Our message is effectively drowning in a sea of organizational and semantic noise that is part and parcel of the product itself.
Different social contexts and dynamics dictate how stark the adjustment is, and how natural or unnatural it might feel. Some of the reasons for code-switching are problematic, but the underlying necessity is always the same: fitting in.
This phenomenon nicely plugs into Barnlund’s transactional model of communication, according to which interactions occur within a shared reality that arises from a mutual assessment of social, relational, and cultural contexts and is shaped by cues such as environment and body language.
The transmission model of communication is more often invoked in digital interactions, in which a sender encodes a message and a receiver decodes it. But the problem within the context of digital experiences is that the message lives in an environment designed by the sender (us), forcing the receiver (our user) to do the heavy lifting by not only decoding our message, but doing so in an information-dense environment that was completely foreign to them until a few moments ago.
“The more you start thinking about writing as a design process, the clearer the power of words will become.” — Andy Welfle
Andy Welfle helpfully gives the punchline away right in the title of his book “Writing Is Designing”.

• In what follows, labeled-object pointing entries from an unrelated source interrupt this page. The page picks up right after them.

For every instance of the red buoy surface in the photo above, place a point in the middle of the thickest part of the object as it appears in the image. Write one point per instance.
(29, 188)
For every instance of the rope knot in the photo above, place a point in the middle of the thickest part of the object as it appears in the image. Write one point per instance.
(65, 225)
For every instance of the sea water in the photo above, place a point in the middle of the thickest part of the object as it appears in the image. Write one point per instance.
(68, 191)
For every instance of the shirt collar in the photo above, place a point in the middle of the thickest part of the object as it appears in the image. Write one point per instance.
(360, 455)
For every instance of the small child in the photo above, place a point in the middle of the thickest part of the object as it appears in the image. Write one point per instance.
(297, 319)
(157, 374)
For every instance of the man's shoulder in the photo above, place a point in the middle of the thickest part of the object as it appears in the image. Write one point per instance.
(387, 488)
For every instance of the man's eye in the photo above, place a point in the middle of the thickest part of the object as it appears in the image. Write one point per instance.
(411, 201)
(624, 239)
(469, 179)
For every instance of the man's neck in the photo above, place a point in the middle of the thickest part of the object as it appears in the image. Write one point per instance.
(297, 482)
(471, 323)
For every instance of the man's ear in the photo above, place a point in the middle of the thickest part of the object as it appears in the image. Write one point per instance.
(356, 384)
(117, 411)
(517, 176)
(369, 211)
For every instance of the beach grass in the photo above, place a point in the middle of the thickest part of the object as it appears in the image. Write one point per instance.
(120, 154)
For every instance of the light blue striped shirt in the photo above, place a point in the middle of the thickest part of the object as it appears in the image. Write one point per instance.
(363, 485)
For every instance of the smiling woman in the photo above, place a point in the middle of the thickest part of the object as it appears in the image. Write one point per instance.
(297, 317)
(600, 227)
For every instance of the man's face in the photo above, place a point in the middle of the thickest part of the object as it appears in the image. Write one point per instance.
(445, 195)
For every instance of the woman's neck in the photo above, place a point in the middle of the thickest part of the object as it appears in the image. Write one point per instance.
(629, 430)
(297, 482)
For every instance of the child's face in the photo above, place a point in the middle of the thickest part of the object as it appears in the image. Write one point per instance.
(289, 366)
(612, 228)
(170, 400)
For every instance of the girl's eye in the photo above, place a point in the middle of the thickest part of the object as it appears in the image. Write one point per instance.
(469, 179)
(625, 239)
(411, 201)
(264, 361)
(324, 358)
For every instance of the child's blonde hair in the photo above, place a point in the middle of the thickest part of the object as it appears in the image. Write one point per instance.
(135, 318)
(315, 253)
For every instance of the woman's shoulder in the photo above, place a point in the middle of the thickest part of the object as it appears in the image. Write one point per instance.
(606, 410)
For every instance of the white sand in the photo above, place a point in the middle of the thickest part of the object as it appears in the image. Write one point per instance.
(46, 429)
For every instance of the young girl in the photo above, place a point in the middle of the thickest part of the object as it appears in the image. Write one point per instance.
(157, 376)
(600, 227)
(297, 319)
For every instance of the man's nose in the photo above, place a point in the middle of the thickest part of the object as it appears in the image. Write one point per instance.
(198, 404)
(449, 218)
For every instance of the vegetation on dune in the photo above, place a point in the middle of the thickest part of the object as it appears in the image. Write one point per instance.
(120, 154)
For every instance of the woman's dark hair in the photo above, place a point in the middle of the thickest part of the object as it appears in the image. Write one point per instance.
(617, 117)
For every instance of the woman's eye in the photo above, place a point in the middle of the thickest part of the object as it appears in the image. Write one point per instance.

how do we make this easier on the user? By deploying the secret weapon every designer should have in their toolkit.
Nope… not empathy.
Writing about anything presupposes some degree of understanding of the contextual richness around that topic. Contextual richness is what allows me to sneak the occasional Sicilian expression in my conversations with my grandmother, because it’s so much easier to match someone else’s language than to limit our word choice to the intersection of our world and theirs.